Beijing is the most expensive city in the world for rental, forcing workers to live on the outskirts of the city where prices are more affordable. Like Tokyo, this means that the daily commute is a popular task for many white collar workers. The average travel time is 52 minutes, however hundreds of thousands of workers spend on average six hours commuting to and from Beijing each day!
Taking the commute to the extreme
If that’s not enough to make you feel a little better the next time you squeeze onto a busy train or bus, spare a thought for two of the world’s most extreme commuters. Curt von Badinski, the CTO of tech company Motiv, travels 800 miles from Burbank, California, to San Francisco and back, which takes two cars, two plane rides, and six hours to complete. Why is the obvious question? It’s cheaper! Badinski saves a significant amount of money commuting this way.

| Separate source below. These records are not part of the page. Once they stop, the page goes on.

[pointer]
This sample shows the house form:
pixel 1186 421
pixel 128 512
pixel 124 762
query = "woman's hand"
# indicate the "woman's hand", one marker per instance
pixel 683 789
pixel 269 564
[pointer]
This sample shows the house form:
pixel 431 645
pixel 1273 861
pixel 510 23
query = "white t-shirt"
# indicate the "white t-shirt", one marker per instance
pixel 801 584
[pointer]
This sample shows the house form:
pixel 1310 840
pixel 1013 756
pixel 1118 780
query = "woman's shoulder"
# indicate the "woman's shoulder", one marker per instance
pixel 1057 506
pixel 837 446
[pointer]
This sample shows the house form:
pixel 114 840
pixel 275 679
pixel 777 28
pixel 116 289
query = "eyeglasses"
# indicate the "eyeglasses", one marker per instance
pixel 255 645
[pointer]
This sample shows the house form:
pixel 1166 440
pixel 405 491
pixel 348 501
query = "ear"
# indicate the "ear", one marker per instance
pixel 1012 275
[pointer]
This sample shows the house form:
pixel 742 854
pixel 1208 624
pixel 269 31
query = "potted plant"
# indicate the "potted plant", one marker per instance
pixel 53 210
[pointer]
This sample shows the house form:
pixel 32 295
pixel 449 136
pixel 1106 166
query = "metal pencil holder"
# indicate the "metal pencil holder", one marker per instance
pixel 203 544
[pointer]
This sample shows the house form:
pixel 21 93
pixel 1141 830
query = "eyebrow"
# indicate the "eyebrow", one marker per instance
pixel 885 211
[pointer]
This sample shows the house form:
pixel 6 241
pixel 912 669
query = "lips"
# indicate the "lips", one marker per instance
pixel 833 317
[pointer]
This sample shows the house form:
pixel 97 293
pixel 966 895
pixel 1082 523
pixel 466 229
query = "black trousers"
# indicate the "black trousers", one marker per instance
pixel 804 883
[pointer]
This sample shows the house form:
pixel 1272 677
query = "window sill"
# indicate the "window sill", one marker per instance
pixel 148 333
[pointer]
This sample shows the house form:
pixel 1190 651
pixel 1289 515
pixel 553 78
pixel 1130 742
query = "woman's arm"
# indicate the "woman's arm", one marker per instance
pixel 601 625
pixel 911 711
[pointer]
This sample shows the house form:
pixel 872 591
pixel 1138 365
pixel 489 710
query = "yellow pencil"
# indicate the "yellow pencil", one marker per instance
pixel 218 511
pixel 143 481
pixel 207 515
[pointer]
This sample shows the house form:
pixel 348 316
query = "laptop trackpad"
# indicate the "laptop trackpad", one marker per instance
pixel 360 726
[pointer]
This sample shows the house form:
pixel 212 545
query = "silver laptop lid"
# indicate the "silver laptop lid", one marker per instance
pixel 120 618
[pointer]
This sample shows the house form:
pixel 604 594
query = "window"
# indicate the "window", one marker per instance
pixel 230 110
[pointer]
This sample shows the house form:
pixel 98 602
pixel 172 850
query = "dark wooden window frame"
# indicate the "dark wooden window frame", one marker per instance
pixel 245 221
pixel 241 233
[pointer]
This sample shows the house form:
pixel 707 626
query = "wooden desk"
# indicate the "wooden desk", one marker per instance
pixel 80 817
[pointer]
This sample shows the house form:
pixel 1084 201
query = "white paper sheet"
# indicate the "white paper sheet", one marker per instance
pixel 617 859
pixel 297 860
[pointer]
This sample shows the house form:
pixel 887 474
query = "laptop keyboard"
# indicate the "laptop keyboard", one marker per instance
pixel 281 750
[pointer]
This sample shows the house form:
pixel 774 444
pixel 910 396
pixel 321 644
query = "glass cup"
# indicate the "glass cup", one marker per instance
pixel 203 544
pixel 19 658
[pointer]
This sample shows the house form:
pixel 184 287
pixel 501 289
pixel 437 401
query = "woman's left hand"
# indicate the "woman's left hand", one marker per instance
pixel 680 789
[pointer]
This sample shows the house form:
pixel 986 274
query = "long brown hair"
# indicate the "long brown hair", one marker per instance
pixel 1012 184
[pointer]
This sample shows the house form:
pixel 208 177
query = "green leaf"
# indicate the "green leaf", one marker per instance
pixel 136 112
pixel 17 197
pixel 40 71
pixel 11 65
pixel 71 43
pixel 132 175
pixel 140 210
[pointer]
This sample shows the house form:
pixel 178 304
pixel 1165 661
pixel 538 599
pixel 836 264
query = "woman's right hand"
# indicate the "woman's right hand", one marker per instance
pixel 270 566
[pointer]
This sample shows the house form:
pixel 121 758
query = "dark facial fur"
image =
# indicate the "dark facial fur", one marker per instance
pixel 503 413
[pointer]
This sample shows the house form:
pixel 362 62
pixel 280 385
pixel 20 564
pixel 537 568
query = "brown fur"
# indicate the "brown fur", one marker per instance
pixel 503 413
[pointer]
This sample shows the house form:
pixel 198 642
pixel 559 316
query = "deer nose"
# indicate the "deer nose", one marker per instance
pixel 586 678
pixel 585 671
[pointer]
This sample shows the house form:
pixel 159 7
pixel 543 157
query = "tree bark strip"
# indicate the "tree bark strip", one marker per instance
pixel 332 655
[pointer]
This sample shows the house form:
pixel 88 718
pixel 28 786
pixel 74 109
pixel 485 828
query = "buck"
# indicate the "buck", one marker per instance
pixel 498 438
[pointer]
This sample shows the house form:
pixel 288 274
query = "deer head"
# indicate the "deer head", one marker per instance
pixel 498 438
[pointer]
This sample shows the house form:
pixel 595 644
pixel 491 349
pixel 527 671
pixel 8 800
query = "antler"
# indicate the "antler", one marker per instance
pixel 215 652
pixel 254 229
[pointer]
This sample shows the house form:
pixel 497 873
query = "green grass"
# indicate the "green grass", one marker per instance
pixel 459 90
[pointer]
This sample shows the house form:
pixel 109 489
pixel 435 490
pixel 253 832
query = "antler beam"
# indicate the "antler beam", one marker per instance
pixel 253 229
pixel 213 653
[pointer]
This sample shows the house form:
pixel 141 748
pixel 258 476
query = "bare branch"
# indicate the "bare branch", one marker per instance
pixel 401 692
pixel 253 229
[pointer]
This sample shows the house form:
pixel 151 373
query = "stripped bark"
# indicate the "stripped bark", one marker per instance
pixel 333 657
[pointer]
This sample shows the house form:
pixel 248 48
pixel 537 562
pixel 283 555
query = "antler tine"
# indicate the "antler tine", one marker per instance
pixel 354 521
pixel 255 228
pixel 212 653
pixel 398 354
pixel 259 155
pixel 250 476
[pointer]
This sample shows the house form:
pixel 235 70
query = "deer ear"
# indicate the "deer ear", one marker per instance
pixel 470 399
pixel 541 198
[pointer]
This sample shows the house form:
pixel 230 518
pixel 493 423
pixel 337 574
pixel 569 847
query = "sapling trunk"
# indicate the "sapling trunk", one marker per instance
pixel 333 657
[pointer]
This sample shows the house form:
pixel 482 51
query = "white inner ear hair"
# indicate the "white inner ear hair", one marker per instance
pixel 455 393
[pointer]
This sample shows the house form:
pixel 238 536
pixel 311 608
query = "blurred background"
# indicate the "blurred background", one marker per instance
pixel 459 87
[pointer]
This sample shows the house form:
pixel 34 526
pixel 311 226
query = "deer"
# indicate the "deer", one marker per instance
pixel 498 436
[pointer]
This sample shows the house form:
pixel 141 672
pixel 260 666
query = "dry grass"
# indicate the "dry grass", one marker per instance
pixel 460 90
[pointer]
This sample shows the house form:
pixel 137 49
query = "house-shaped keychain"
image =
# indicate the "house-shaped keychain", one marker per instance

Similarly, Sam Cookney calculated he could save a tremendous amount of money commuting from Barcelona, Spain to London. Cookney started commuting from Barcelona to avoid the extortionate costs of housing prices in the capital.
What improvements could be made to the daily commute?
Faced with these long commutes, what changes could be made to improve the passenger experience and pass the time. Below we’ve included a list of improvements that could easily be made to the UK passenger commute.
- Continuous, uninterrupted wi-fi coverage on a secure local network that performs even when moving at speed or in rural areas.
- On-board information and communication streamed directly to mobile devices.
- Automatic payment options from mobile devices, smart ticketing and live connections with other transport networks and services.
- Luggage monitoring solutions for long journeys, customers want peace of mind and comfort in knowing where their items are.
- Seat reservation direct to a smart phone enabling passengers to choose the exact seat they want before they even step on the train.
- In seat ordering allowing passengers to order food and refreshments from the catering carriage which is then delivered to their seat.